After 38 fights and years spent on the wrestling mats, Shields has been through nearly every situation a fighter could imagine. From battling Georges St-Pierre in the Octagon, to topping Dan Henderson in the Strikeforce cage, he’s consistently faced tougher competition than Ford. He plans to put that experience to use on Saturday night.
“I definitely want to press him,” said Shields. “He hasn’t been in very many long fights and his biggest weakness has been submissions. I want to go out there and put him away.
“I’m going to go out there and make a statement. I’m in good shape, and I want to break Ryan Ford’s will.”

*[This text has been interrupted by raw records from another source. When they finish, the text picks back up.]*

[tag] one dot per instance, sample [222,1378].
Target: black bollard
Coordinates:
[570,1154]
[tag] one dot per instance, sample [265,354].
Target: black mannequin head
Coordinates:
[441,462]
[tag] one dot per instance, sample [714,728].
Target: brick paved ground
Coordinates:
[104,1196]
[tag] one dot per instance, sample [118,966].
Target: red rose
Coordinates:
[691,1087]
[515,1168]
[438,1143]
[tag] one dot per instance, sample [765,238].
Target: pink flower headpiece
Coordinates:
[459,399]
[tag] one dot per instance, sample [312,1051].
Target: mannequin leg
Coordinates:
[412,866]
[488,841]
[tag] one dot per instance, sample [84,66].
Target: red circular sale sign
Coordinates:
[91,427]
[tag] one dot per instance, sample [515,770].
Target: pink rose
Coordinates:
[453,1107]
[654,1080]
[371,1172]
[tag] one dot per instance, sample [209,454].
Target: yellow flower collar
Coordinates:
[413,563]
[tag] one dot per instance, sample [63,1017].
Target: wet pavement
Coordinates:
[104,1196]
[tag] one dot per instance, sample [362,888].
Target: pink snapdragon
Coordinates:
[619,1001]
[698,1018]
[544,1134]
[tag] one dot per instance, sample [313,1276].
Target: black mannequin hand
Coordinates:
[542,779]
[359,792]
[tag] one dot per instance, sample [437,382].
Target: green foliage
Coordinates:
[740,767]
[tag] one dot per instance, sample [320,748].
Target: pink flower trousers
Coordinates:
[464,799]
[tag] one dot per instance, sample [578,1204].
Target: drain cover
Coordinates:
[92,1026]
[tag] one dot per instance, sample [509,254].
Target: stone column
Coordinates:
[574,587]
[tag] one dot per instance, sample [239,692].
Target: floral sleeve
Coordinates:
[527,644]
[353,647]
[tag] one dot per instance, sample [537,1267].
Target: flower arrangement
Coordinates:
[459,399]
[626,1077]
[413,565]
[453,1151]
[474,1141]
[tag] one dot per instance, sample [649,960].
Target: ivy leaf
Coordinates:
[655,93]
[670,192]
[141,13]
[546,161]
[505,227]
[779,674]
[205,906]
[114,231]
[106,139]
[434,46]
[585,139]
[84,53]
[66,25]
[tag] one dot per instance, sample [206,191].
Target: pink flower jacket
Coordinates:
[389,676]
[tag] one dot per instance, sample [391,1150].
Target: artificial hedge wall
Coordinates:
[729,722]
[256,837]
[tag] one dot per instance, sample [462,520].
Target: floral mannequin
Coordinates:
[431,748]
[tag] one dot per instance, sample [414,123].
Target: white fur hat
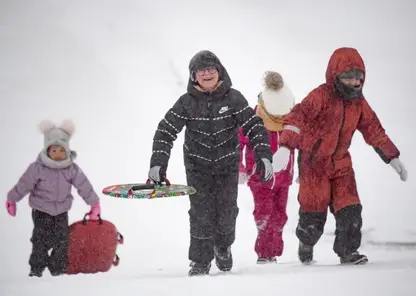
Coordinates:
[277,98]
[57,135]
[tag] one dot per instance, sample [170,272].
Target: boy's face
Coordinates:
[57,153]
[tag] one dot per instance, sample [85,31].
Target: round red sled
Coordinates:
[92,246]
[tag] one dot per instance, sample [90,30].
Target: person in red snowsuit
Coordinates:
[270,198]
[321,127]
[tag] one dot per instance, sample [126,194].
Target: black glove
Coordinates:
[157,174]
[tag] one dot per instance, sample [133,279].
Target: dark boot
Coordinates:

Shields has his attention on Ford, but his previously scheduled foe, Fitch, has been tabbed to compete for the promotion’s welterweight title later this year against champion Rousimar Palhares. Shields is hoping a win over Ford will put him next in line for the winner.
“Fitch has been a top guy in my weight class for the past six or seven years,” Shields acknowledged. “I’ve been looking to fight him for a long time. I’d love to fight him. Hopefully he’ll go out there and get through Palhares and we’ll make it happen.”
And should Fitch fall to the Brazilian submission ace, Shields would have no reservations challenging Palhares, despite his less-than-favorable reputation.
“He definitely appears to be a dirty fighter,” Shields claimed of the titleholder. “He likes to crank on things a little too hard. It’s a tough situation; he’s worried about guys saying they didn’t tap. He definitely cranks too hard, and he’s done it at submission tournaments as well.
“Obviously, it’s something you worry about a little bit—you don’t want to get your knee blown out—but I’d fight him.”
Whether it’s the knockout artist Ford, the grinder Fitch or the leg lock guru Palhares, Shields has plenty of tests in his near future. After six months away from the cage and a chance to recharge, he’s anxious to prove he’s still part of the welterweight elite. But no matter the outcome or opposition, it’s still just business.